Designing Solar PV Power Systems

There are two types of solar installation used for generating electricity:

Off-Grid systems (standalone) use a photovoltaic system to supply electricity to a consumer unit directly or via a buffer storage unit (e.g. battery) independently of other energy sources. These systems are suitable for small devices and equipment not close to an electricity supply (e.g. street lighting, water pumps, radio and signal equipment).

Grid Connect systems are used when access to a mains electricity supply is available, but a photovoltaic electricity system supplements the electricity provided. The energy generated is either fed into the grid or consumed directly. thus reducing dependence on a mains electricity provider.

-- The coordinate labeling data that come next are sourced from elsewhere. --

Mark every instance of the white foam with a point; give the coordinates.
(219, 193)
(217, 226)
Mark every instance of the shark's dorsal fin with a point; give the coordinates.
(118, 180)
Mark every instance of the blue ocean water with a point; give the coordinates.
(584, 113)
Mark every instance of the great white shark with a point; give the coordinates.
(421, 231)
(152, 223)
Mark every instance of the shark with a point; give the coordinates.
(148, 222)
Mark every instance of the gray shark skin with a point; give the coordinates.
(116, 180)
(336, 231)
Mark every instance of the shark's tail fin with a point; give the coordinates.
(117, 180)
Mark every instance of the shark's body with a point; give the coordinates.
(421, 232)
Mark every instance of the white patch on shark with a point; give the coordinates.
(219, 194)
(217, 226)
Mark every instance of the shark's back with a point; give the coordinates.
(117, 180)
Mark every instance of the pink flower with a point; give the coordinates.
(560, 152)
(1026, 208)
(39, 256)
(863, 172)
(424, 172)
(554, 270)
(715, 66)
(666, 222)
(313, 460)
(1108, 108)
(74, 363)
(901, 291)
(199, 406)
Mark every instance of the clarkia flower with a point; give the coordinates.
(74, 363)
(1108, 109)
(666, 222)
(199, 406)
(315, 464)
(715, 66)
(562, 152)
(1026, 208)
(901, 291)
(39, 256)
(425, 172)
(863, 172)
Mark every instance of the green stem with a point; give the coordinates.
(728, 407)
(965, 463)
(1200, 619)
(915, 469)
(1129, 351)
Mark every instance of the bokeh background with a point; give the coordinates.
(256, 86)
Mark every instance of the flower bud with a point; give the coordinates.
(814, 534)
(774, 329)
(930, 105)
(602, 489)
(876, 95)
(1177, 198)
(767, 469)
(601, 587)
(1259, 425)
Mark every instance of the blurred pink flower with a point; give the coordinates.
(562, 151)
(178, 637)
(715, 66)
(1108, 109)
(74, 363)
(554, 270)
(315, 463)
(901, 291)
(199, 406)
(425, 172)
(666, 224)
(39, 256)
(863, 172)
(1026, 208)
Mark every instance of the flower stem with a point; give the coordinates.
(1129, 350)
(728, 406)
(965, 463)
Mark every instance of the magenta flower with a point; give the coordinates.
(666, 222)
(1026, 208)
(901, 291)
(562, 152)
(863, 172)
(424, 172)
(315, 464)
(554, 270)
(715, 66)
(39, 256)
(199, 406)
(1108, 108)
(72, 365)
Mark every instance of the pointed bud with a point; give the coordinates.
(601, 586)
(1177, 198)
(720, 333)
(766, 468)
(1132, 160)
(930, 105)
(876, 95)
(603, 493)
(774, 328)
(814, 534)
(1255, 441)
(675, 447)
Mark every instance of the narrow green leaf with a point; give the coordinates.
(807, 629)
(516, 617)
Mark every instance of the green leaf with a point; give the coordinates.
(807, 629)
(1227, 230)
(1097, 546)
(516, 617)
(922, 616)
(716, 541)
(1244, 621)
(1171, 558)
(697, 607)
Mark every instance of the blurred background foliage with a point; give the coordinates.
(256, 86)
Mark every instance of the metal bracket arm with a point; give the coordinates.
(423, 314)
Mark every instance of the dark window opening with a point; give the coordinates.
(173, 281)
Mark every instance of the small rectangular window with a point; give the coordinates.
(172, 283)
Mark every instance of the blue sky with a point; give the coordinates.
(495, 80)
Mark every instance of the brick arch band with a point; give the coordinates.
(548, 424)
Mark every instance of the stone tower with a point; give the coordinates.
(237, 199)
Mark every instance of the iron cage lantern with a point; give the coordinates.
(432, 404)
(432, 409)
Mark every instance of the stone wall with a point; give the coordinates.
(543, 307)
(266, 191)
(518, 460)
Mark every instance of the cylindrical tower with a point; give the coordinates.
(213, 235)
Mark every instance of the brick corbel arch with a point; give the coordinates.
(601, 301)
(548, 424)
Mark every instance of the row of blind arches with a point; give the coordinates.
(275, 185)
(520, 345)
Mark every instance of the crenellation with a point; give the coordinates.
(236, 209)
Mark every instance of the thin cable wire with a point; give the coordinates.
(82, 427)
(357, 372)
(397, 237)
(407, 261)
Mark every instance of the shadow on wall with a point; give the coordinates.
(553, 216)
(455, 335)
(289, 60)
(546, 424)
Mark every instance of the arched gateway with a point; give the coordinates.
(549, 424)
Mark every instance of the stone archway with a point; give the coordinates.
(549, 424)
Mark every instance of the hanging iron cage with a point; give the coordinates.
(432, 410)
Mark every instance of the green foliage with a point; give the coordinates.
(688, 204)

To build a grid-connected PV system, you will need the following components:

Solar Photovoltaic (PV) Modules
To achieve the required output from a photovoltaic system, you need to connect the solar (PV) modules to a solar generator. The solar modules are equipped with connecting boxes or prefabricated connector systems to connect to the electrical circuit. The PV modules are available in a range of sizes and output. They are usually framed with a protective aluminium profile to ensure stability.

DC connecting cables:
When solar modules are connected and working, direct currents of several hundred volts can be generated. For this reason, when DC currents exceed a protective low voltage of 120V you must use touch-proof wiring protected against short circuiting and accidental earthing. For outdoor PV installations, it is also very important that the materials used have high UV, ozone and temperature resistance. Accordingly, special solar cables with double insulation and excellent temperature/UV resistance are used for PV systems.

Inverters:
Inverters convert the direct current (DC) created by the solar modules into alternating current (AC) suitable for the grid. At the same time, they monitor and regulate the feeding of the current into the grid, automatically disconnecting the PV generator from the grid in the event of a fault or grid failure.

Off-grid standalone system

Solar Panels		Charge Controller		Power Inverter		Mains Electricity
	Battery Bank

Grid-connected PV installation

Solar Panels		Inverter		Mains Electricity
	Export Meter				Import Meter
			Low voltage mains power supply 230V

Variables and configuration

Location:
In the UK, global radiation varies between xxxx and xxx kWH/m2a depending on location. Solar radiation is also subject to extreme fluctuations with around two thirds energy supply occurring between April and September.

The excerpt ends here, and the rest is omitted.